Jewish Family Service of Colorado (JFS) welcomes Jack Nicklaus, golf champion, golf course designer, philanthropist, and good-will ambassador, for its 16th annual JFS Executive Luncheon fundraiser on Wednesday, April 29. The luncheon will be held at the Hyatt Regency Denver at Colorado Convention Center, 650 15th Street, from noon to 1:30 p.m.
A VIP reception for the top three sponsorship levels will be held at 11:00 a.m. and doors will open at 11:30 a.m. Sponsorship packages start at $2,000 and are available now at jewish
familyservice.org/luncheon or by contacting Kate Shephard at 720.248.4633 or email@example.com. Tickets will go on sale March 18.
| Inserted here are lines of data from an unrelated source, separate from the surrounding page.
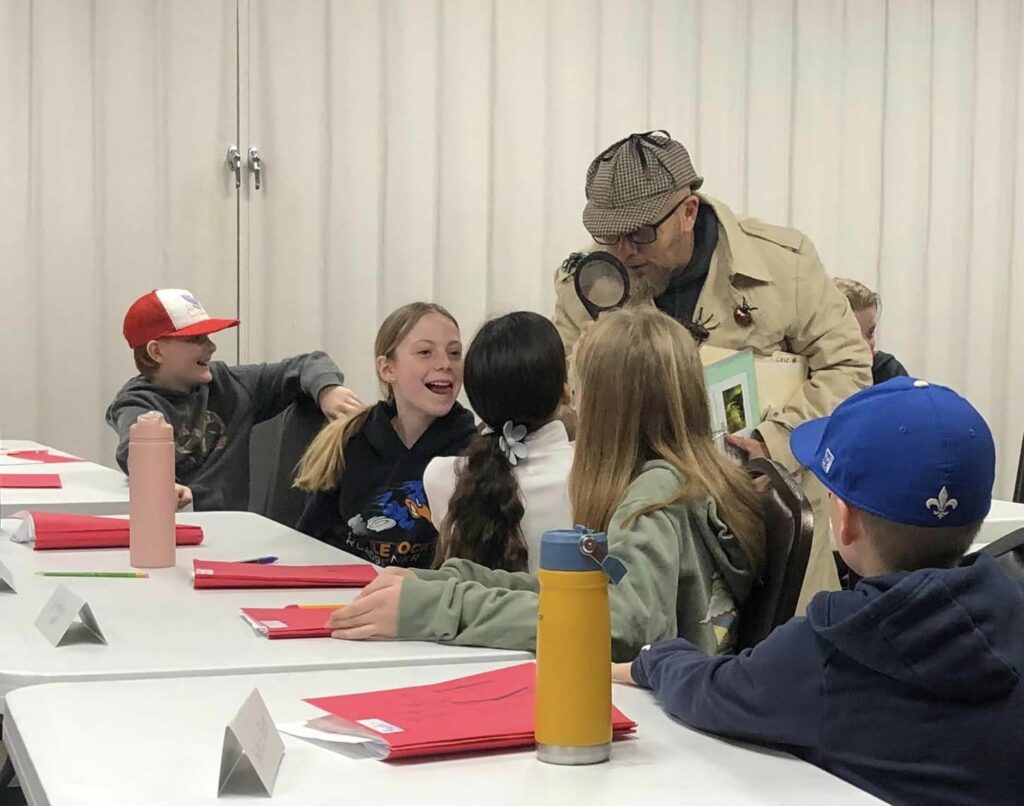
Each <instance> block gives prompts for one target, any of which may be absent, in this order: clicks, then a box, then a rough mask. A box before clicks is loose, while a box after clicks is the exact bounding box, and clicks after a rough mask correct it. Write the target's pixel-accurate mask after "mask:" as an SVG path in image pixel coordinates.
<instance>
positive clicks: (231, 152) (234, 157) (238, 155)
mask: <svg viewBox="0 0 1024 806" xmlns="http://www.w3.org/2000/svg"><path fill="white" fill-rule="evenodd" d="M227 170H229V171H231V172H232V173H233V174H234V188H236V189H238V188H239V187H241V186H242V152H240V151H239V146H238V145H232V146H231V147H229V149H228V150H227Z"/></svg>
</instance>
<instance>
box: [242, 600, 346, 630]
mask: <svg viewBox="0 0 1024 806" xmlns="http://www.w3.org/2000/svg"><path fill="white" fill-rule="evenodd" d="M334 610H335V608H334V607H299V606H298V605H297V604H289V605H287V606H286V607H243V608H242V612H243V613H245V614H246V617H247V621H248V622H249V624H250V625H252V627H253V629H255V630H256V631H257V632H258V633H259V634H260V635H265V636H266V637H267V638H271V639H273V638H329V637H330V636H331V630H330V629H328V626H327V620H328V619H330V618H331V613H332V612H334Z"/></svg>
Nicklaus will reflect on some of his amazing life experiences, highlight his lifelong commitment to family and the future of our children, and through the conversation, perhaps share golden lessons for success and how to live up to your full potential in work, life, and sport. Event co-chairs are Julie and Brent Morse and Jordan and David Feiner.
All proceeds from the event will help support all programs of JFS to help those in need navigate life’s challenges through integrated support. Founded in 1872, JFS is a nonsectarian, nonprofit human services agency serving people of all faiths, races, ages, incomes, and abilities.
About Jack Nicklaus
No name is more synonymous with greatness in the sport of golf than the name Jack Nicklaus, and no single person has changed the face of the sport more than Jack Nicklaus—the player, the designer, the philanthropist, and the good-will ambassador.
In June 2018, the Golden Bear received the Lincoln Medal from the Ford’s Theatre Society, making Nicklaus just the fourth person in history—and the first athlete or sportsperson—to be honored with the Presidential Medal of Freedom (2005), the Congressional Gold Medal (2015), and now the Lincoln Medal.
Nicklaus’s competitive career spanned five decades, and his legend has been built with 120 professional tournament victories worldwide and a record 18 professional major-championship titles (six Masters, five PGA Championships, four U.S. Opens, three British Opens). He is one of only five golfers—Gene Sarazen, Ben Hogan, Gary Player, and Tiger Woods the others—who have won all four of golf’s modern majors, an achievement often referred to as the career “Grand Slam.” Nicklaus remains the only player to have completed the career Grand Slam on both the regular and senior tours. His eight majors on the senior circuit, now called the PGA TOUR Champions, stood as a record from 1996 until 2017.
The legacy Nicklaus has left as a player can be rivaled only by the legacy he is leaving as a golf-course designer, businessman, and philanthropist. He was voted the 2017 Golf Course Designer of the Year, 2014 Architect of the Year, and many more. He was also recognized with the Golf Course Superintendents Association of America’s highest honor, The Old Tom Morris Award. Nicklaus has been involved in the design of more than 300 courses open for play worldwide, and his thriving business, Nicklaus Design, has more than 425 courses open for play worldwide, which are represented in 45 countries and 40 states.
Nicklaus and his wife Barbara have a long history of involvement in numerous charitable activities, from junior golf to children’s hospitals to several scholarship foundations. They are the guiding light for the Nicklaus Children’s Health Care Foundation, which supports numerous pediatric health-care services in South Florida, as well as nationally, and has raised over $100 million since its inception in 2004.